Há quem diga que Sékou Touré tinha dupla personalidade. Líder da África revolucionária e, simultaneamente, de um regime altamente repressivo. Tanto era autor de uma poesia extremamente sensível como executava os seus inimigos a sangue-frio. No final da reunião do Conselho Nacional Revolucionário, a 12 de Maio de 1969 – a Guiné tinha ascendido à independência no ano anterior – leu um texto que combinava uma declaração de amor ao povo guineense com uma nova aceitação da missão redentora que lhe tinha sido confiada, Silo (“o elefante”, a sua alcunha): “Que a vossa acção seja amplificada Povo da Guiné, / Meu povo! / Não posso hesitar nem recuar! / As tramas criminosas dos vossos inimigos / E os seus planos satânicos fortaleceram / E galvanizaram em Sily uma única vontade; / A vontade resoluta de esmagar / Aqueles que vos humilham e desprezam / E que pela sua vileza merecem ser levados / Antes da forca, justo resgate / Assassinos traidores da Nação; / Mas vós moldastes a minha alma / No brilho da vossa chama; / Não posso hesitar nem voltar atrás.

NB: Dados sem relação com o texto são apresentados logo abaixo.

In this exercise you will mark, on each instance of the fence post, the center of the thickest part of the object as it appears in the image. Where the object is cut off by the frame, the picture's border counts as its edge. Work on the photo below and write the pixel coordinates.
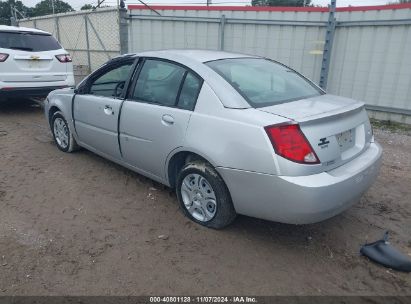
(87, 43)
(329, 38)
(222, 28)
(123, 30)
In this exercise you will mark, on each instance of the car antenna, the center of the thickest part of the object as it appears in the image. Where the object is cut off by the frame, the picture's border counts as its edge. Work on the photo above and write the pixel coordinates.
(149, 7)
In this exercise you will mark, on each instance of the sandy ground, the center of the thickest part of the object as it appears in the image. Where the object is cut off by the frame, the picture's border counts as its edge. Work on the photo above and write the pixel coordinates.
(76, 224)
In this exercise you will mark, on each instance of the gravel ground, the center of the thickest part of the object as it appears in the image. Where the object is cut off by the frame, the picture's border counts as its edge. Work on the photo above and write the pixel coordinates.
(77, 224)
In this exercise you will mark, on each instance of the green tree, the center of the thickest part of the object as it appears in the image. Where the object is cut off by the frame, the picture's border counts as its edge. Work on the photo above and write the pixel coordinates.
(87, 6)
(45, 7)
(281, 2)
(5, 10)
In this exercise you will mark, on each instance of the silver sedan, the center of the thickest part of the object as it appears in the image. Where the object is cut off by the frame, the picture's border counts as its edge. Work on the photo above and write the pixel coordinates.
(232, 133)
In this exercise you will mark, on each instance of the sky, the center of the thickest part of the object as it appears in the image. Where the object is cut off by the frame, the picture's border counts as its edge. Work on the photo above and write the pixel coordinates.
(76, 4)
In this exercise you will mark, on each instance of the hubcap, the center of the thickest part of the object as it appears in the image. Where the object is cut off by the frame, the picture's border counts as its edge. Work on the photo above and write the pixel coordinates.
(61, 132)
(199, 197)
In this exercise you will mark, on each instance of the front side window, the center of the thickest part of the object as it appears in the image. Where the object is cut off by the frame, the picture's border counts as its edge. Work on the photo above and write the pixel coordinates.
(263, 82)
(159, 82)
(31, 42)
(111, 83)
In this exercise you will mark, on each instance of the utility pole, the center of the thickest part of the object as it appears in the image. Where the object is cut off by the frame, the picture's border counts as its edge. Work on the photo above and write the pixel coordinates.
(329, 38)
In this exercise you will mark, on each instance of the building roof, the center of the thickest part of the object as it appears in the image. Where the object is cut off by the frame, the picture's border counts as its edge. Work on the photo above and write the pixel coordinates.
(271, 8)
(21, 29)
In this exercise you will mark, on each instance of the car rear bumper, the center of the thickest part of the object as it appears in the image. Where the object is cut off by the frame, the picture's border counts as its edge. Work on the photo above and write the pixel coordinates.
(9, 92)
(33, 89)
(303, 199)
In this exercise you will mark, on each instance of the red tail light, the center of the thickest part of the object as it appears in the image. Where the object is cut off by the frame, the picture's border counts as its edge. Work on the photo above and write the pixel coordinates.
(3, 57)
(289, 142)
(64, 58)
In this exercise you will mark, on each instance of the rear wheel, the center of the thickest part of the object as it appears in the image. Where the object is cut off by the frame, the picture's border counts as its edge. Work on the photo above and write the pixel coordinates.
(203, 195)
(61, 133)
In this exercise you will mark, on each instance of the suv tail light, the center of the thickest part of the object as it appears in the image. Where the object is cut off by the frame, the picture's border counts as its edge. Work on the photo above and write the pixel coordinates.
(3, 57)
(64, 58)
(289, 142)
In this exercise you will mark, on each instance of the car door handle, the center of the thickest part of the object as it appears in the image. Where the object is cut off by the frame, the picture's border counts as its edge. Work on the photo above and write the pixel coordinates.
(167, 119)
(108, 110)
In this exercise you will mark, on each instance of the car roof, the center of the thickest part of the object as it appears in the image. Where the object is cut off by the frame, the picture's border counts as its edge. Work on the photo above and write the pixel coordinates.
(7, 28)
(193, 55)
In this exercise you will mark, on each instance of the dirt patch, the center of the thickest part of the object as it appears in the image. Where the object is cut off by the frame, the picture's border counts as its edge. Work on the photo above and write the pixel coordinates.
(77, 224)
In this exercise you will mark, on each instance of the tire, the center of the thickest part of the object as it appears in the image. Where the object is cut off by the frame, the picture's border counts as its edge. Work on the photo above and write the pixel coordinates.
(197, 200)
(67, 145)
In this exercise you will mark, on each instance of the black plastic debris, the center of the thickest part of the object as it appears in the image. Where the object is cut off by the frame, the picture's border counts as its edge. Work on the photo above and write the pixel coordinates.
(383, 253)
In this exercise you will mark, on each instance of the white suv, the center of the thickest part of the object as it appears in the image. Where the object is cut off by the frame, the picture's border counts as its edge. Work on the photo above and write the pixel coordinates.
(32, 63)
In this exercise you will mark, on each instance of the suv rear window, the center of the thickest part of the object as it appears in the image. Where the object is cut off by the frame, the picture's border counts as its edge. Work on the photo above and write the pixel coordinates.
(31, 42)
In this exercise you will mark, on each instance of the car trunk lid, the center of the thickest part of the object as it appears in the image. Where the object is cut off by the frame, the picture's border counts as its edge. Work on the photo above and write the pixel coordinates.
(337, 128)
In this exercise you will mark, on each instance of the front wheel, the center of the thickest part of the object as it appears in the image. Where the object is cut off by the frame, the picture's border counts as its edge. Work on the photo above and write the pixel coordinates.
(203, 195)
(61, 133)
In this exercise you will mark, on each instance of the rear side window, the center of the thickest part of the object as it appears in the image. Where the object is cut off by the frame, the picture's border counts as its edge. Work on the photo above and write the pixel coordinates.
(111, 82)
(30, 42)
(159, 82)
(189, 92)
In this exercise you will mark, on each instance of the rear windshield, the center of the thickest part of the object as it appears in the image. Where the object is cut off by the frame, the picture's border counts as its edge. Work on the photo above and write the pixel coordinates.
(263, 82)
(28, 42)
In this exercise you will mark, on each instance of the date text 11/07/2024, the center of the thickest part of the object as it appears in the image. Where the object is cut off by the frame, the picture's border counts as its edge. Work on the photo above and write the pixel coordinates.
(233, 299)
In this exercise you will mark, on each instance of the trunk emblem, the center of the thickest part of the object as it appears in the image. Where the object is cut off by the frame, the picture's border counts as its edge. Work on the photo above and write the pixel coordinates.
(323, 142)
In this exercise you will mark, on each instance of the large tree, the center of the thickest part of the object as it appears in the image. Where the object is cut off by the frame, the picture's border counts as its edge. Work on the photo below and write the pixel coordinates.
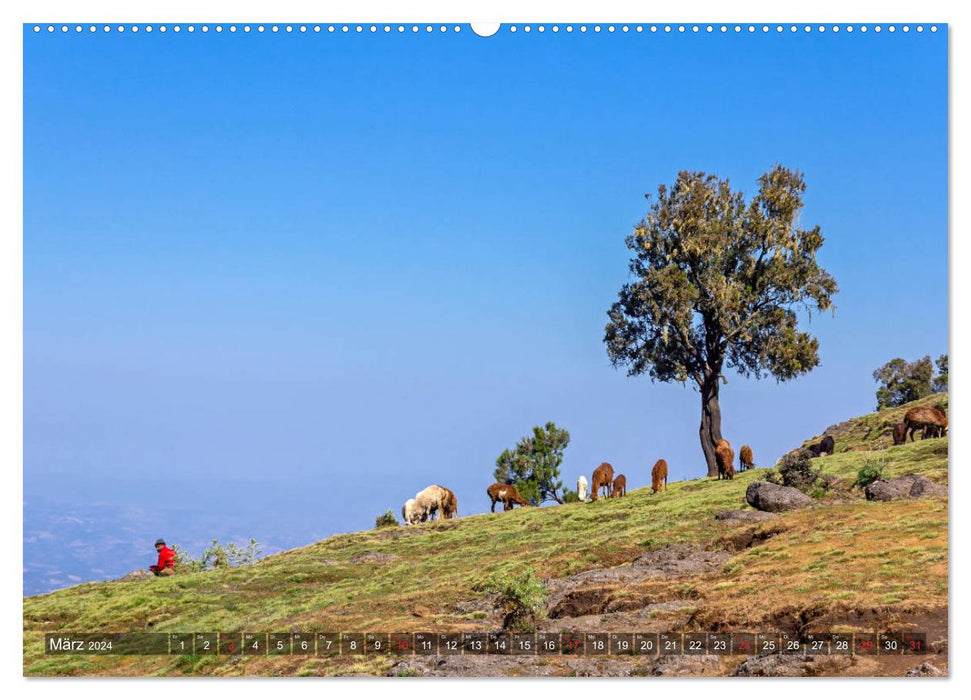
(717, 281)
(533, 466)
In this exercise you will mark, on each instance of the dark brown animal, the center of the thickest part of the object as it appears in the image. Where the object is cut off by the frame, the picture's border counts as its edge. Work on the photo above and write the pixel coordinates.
(899, 433)
(603, 478)
(506, 494)
(725, 455)
(620, 487)
(745, 459)
(923, 417)
(659, 476)
(450, 505)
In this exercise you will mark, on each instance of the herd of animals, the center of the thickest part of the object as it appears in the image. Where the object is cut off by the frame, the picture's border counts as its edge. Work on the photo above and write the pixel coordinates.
(438, 502)
(441, 502)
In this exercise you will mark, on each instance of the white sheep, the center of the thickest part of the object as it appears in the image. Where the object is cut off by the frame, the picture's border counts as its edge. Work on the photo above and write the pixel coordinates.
(429, 501)
(410, 513)
(582, 488)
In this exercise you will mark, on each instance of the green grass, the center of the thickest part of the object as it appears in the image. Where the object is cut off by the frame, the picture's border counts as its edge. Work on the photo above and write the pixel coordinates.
(827, 555)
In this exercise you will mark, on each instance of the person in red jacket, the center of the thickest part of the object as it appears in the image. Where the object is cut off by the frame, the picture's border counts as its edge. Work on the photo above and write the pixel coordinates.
(166, 559)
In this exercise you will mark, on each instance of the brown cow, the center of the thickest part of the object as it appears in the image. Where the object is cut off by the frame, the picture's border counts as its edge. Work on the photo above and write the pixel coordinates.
(450, 504)
(507, 494)
(745, 459)
(659, 476)
(603, 478)
(921, 417)
(899, 433)
(724, 455)
(620, 487)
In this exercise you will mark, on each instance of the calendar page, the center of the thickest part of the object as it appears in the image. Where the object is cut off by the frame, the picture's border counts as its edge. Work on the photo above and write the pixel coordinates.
(442, 349)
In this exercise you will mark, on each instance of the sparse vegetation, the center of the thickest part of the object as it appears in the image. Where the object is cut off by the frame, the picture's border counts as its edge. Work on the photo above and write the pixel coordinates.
(796, 469)
(872, 470)
(522, 598)
(386, 519)
(218, 555)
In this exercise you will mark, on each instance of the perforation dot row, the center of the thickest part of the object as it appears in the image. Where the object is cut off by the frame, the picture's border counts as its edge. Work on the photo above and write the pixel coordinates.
(513, 28)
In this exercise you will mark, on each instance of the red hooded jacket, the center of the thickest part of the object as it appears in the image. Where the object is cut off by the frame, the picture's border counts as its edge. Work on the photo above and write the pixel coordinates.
(166, 558)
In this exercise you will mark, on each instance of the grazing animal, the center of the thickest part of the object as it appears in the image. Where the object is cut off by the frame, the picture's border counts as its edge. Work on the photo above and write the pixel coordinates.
(450, 505)
(899, 433)
(725, 456)
(582, 488)
(930, 419)
(430, 501)
(410, 513)
(659, 476)
(745, 459)
(823, 447)
(603, 478)
(620, 487)
(506, 494)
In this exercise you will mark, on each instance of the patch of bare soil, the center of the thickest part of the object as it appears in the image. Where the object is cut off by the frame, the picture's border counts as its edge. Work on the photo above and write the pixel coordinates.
(491, 666)
(614, 589)
(794, 665)
(373, 558)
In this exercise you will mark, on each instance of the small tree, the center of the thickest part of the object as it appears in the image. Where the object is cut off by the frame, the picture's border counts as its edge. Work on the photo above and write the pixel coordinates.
(902, 382)
(522, 598)
(796, 470)
(939, 384)
(533, 466)
(717, 282)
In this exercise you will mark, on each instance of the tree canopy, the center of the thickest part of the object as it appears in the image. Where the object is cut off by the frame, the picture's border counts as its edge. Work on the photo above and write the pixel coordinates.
(718, 281)
(902, 382)
(533, 465)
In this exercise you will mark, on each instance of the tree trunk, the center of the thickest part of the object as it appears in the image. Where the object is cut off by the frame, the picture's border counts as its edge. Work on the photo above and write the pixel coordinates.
(711, 422)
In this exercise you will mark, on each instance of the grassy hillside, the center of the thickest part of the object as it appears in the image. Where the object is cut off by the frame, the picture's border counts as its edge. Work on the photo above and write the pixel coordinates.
(844, 562)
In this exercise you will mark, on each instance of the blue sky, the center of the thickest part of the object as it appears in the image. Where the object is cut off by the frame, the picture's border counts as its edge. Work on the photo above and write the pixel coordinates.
(362, 264)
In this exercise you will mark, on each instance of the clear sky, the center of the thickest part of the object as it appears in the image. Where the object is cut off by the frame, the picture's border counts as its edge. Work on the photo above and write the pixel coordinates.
(355, 265)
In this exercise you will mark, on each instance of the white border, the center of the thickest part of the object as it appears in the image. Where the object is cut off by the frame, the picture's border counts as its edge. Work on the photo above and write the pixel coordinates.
(439, 11)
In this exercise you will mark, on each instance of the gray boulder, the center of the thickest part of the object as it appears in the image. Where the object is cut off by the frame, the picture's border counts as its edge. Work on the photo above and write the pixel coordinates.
(907, 486)
(773, 498)
(925, 669)
(744, 516)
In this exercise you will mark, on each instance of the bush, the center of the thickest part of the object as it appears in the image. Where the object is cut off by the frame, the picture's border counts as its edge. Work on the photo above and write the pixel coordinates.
(217, 555)
(386, 520)
(796, 470)
(522, 598)
(870, 471)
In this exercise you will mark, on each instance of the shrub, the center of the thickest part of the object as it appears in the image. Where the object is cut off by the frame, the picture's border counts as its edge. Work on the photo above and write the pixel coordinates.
(386, 520)
(796, 470)
(217, 555)
(522, 598)
(871, 471)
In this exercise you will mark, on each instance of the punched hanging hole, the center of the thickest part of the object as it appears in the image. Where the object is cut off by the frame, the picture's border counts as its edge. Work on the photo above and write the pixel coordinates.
(485, 28)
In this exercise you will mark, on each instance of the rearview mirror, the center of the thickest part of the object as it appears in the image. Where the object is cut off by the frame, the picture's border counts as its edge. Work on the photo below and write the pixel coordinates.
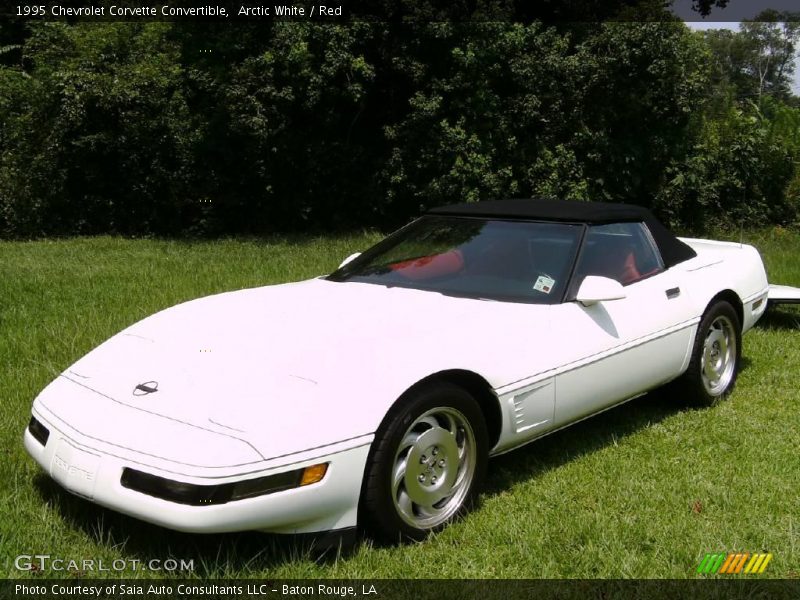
(353, 256)
(596, 289)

Uma figura que gera amor e ódios

O debate em torno da sua figura foi-se polarizando. A lenda de Ahmed Sékou Touré, tal como é contada pelos seus apoiantes, tem as suas raízes numa ascendência gloriosa, a do grande resistente contra a colonização, Samory Touré. Na verdade, nasceu a 25 de Agosto de 1958, nas palavras de um discurso proferido ao General De Gaulle, Presidente da França, a potência colonizadora. De Gaulle percorria África para promover o seu projecto de uma Comunidade Francesa. Em Conacri, encontrou um Sékou Touré vociferante a exigir uma Comunidade melhorada e a proferir palavras que ficaram para a história: “Preferimos a pobreza na liberdade à riqueza na escravatura”. Um mês mais tarde, os eleitores guineenses rejeitaram por esmagadora maioria o referendo de 28 de Setembro e, na história oficial da Guiné, Sékou Touré tornou-se “o homem que disse não a De Gaulle”.

A esta história fundadora junta-se uma outra, mais sinistra. A do tirano Sékou Touré, reinando depois da independência sobre uma “Guiné acorrentada”. Esta é a história contada pelas vítimas do partido-estado e pela oposição que tentou sobreviver no exílio. É a história que ecoa na carta aberta de um “condenado à morte à revelia” publicada em 1972 em ‘Le Livre noir de Sékou Touré’: “Os vossos abusos e o terror que fizeram do vosso Estado um modo de vida transformaram o vosso regime numa instituição contra a razão e o país inteiro numa prisão.”

Há quarenta anos que estas duas imagens estão envolvidas num verdadeiro braço de ferro memorial. Os golpes recomeçaram a ser desferidos porque certos actores políticos querem utilizar o legado político de Ahmed Sékou Touré para inflamar os imaginários contemporâneos. A decisão das autoridades guineenses de transição de dar o nome de Sékou Touré ao aeroporto de Conacri reavivou feridas antigas.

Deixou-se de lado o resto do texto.